Mexican President Enrique Peña Nieto. (Chatham House, CC BY 2.0)
Latin America: Week in Review, Mexico, North America

Mexican Government Reportedly Drafting Sweeping Land Reforms

May 15, 2015 By Staff

Top Story — The administration of Mexican President Enrique Peña Nieto is drafting legislation to give foreign investors and private companies more leverage over rural landowners, according to government sources who spoke to Reuters on condition of anonymity. If passed in its current format, the proposed bill will comprise the most significant reform of land rights in 23 years, and is bound to draw loud criticism from opponents of the ruling Institutional Revolutionary Party.

More than half of Mexico’s land falls under the jurisdiction of farming collectives, according to the Ministry of Agrarian, Territorial and Urban Development. Called “ejidos,” such communal lands were established as part of a redistribution scheme after the Mexican Revolution to protect the mostly poor landowners in rural parts of the country from being exploited by outside interests. The land reform being drafted aims to give business owners greater governmental protection in their dealings with ejidos.

The proposed piece of legislation builds on energy reform passed in 2014, but which failed to bring significant foreign investment to Mexico due to a global slump in oil prices. Peña Nieto has previously been hailed by the international media and foreign governments for opening the country’s economy to outside investors — most notably when he opened Mexico’s oil reserves to foreigners, killing off a monopoly by state-owned oil firm Pemex in the process.
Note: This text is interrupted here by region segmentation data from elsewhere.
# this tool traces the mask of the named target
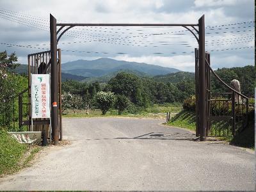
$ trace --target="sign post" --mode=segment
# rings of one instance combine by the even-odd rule
[[[50,75],[31,74],[31,126],[33,131],[33,118],[51,118]]]

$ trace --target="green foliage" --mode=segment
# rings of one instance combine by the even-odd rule
[[[120,95],[116,95],[115,108],[118,110],[118,115],[121,115],[122,113],[129,106],[130,102],[129,99],[125,96]]]
[[[95,99],[99,104],[99,108],[102,112],[102,115],[105,115],[112,108],[115,102],[115,97],[114,93],[110,92],[99,92],[97,93]]]
[[[187,111],[195,111],[196,98],[195,95],[191,95],[186,99],[182,104],[183,109]]]
[[[195,131],[196,115],[195,112],[182,110],[167,123],[173,127],[186,128]]]
[[[0,129],[0,175],[15,169],[26,150],[26,145]]]
[[[14,120],[18,120],[18,93],[28,88],[28,78],[11,71],[19,65],[17,61],[15,53],[8,55],[6,51],[0,52],[0,118],[4,119],[0,126],[8,129],[12,126],[13,114]]]
[[[62,99],[62,112],[67,109],[72,109],[74,113],[76,113],[77,109],[83,108],[83,101],[82,97],[79,95],[72,94],[70,93],[63,92],[61,95]]]
[[[141,106],[147,100],[141,79],[135,75],[121,72],[108,82],[110,91],[128,97],[133,103]]]

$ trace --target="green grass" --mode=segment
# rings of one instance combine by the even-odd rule
[[[193,112],[181,111],[177,114],[166,124],[168,125],[186,128],[191,131],[196,131],[196,118]]]
[[[94,117],[94,116],[127,116],[127,117],[149,117],[149,118],[166,118],[166,113],[179,113],[182,109],[182,106],[179,103],[154,104],[144,109],[140,109],[136,114],[124,111],[121,115],[118,115],[118,111],[111,109],[106,115],[102,115],[99,109],[92,109],[89,114],[85,110],[77,110],[75,113],[72,109],[67,109],[63,115],[63,117]]]
[[[6,131],[0,129],[0,177],[29,166],[29,163],[40,148],[19,143]]]
[[[253,113],[254,114],[254,113]],[[166,124],[168,125],[196,130],[196,116],[193,111],[181,111]],[[255,148],[254,119],[250,119],[249,126],[243,131],[237,133],[234,137],[219,137],[220,140],[225,141],[236,146]]]

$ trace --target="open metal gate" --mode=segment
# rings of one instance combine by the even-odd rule
[[[198,90],[199,82],[199,51],[195,50],[195,93],[196,114],[196,136],[200,135],[200,116],[199,115]],[[207,137],[221,137],[234,136],[244,130],[248,125],[249,99],[239,93],[215,73],[211,67],[210,54],[205,52],[205,92],[207,100],[206,114]],[[214,78],[226,90],[225,92],[218,92],[211,87]]]

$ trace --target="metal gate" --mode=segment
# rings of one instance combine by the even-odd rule
[[[196,136],[200,134],[199,127],[200,116],[199,115],[198,90],[199,83],[199,52],[195,50],[195,93],[196,115]],[[210,54],[205,52],[205,88],[207,100],[206,114],[207,137],[221,137],[234,136],[237,132],[244,130],[248,125],[249,99],[237,92],[225,83],[211,67]],[[218,92],[211,87],[213,80],[218,81],[226,90]]]

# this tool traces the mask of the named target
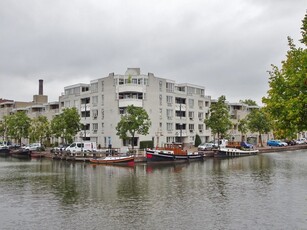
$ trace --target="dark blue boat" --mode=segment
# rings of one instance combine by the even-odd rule
[[[8,157],[10,156],[11,150],[7,146],[0,147],[0,157]]]

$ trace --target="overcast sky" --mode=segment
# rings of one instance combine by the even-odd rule
[[[306,0],[1,0],[0,98],[57,101],[64,87],[138,67],[230,102],[268,90]]]

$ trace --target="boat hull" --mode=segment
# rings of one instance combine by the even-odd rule
[[[108,156],[104,158],[91,158],[89,161],[95,164],[134,165],[134,156]]]
[[[257,155],[258,150],[241,150],[236,148],[221,148],[214,152],[214,157],[231,158]]]
[[[8,157],[11,155],[9,148],[0,148],[0,157]]]
[[[11,156],[21,159],[31,159],[31,151],[29,149],[18,149],[13,151]]]
[[[177,163],[193,160],[202,160],[203,158],[203,154],[179,155],[160,150],[146,150],[147,163]]]

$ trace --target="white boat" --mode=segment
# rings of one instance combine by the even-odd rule
[[[214,150],[214,157],[243,157],[258,154],[258,149],[219,148]]]
[[[134,165],[134,156],[107,156],[104,158],[91,158],[91,163],[95,164],[117,164],[117,165]]]

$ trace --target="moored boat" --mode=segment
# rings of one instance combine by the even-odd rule
[[[91,158],[95,164],[134,165],[134,156],[106,156],[102,158]]]
[[[46,156],[46,153],[44,152],[31,152],[32,158],[43,158]]]
[[[0,157],[8,157],[10,156],[10,149],[6,146],[0,147]]]
[[[214,157],[243,157],[259,153],[258,149],[219,148],[214,150]]]
[[[176,145],[166,145],[163,148],[146,149],[147,163],[179,163],[193,160],[202,160],[201,152],[188,153]]]
[[[8,157],[10,156],[11,150],[8,146],[0,146],[0,157]]]
[[[15,158],[31,159],[31,150],[29,149],[17,149],[11,152],[11,156]]]

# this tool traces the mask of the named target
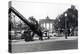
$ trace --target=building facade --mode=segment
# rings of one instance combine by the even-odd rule
[[[54,20],[50,19],[48,16],[46,19],[40,19],[39,23],[41,27],[45,28],[46,30],[50,32],[54,31]]]

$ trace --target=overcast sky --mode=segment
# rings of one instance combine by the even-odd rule
[[[70,8],[70,4],[61,3],[36,3],[36,2],[12,2],[12,6],[19,11],[25,18],[34,16],[37,20],[55,19],[58,15]]]

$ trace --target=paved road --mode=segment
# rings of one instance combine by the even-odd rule
[[[37,42],[19,42],[12,44],[12,52],[34,52],[34,51],[48,51],[48,50],[65,50],[65,49],[77,49],[78,40],[47,40]]]

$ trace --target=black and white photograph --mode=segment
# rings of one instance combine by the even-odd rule
[[[78,49],[78,6],[9,1],[10,53]]]

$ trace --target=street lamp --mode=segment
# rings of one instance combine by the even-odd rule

The president’s popularity at home and abroad, however, plunged after the gruesome disappearance of 43 teacher-trainee students from the state of Guerrero in September, exposing the violence that continues to plague the country and the inability of the criminal-justice system to protect its citizens.

Headlines from the Western Hemisphere

North America

  • Mexico’s government said on Thursday it will pay at least $3.3 million to the families of the suspected criminals killed by army troops in a warehouse last summer, the majority of whom were shot after  surrendering, according to a government human rights investigation.
  • Mexico is launching a series of programs aimed at combating childhood obesity, the Wall Street Journal reports, including restrictions on sugary and salty foods in school cafeterias, recalling similar initiatives by U.S. first lady Michelle Obama.

Caribbean

  • U.S. officials confirmed on Thursday that the country’s diplomats will meet with their Cuban counterparts next week to discuss opening embassies in the two countries, which have not had official diplomatic relations in almost 60 years.

Central America

  • After a series of false starts, Guatemalan constitutional judge Alejandro Maldonado Aguirre was chosen by legislators as vice president, an office vacated by the resignation of Roxana Baldetti over claims of corruption — claims she contests.

Andes

  • Colombia’s government decided Thursday evening to discontinue aerial spraying of coca plants used to make cocaine in the country, breaking from a strategy that has been the lynchpin of U.S. antidrug policy in the region for more than 20 years.
  • Peru’s attorney general has been removed from his post due to allegations of corruption that occurred before he took office, and over which he was first suspended in December.
  • Efforts to rescue 15 Colombian gold miners continued on Thursday after the miners were trapped underground by flooding Wednesday, an accident the miners’ foreman worries may have killed them.
  • Diosdado Cabello, the head of Venezuela’s legislature, is suing several members of the media for republishing a Spanish story linking him to a drug-trafficking ring.
  • Venezuela’s black-market exchange rate has hit a new low: more than 300 bolivars to the dollar, 50 times the official rate, while inflation is nearing 100 percent for the year to date.

Southern Cone

  • In the aftermath of a protest, two Chilean university students were shot and killed in Valparaíso on Thursday when they sprayed graffiti on the wall of a building, prompting an angered resident to open fire on them. The shooter has since been arrested.
  • China will invest up to $500 billion in Brazil for infrastructure projects, including a joint venture to produce steel and a railway connecting Brazil’s Atlantic coast and Peru’s Pacific coast, as part of a deal due to be signed by banks from both countries next week.
  • All professional football matches in Argentina have been cancelled for the weekend in respect of the death of Emanuel Ortega, a player who fractured his skull when he ran into a pillar during a game on May 3 and who passed away Thursday.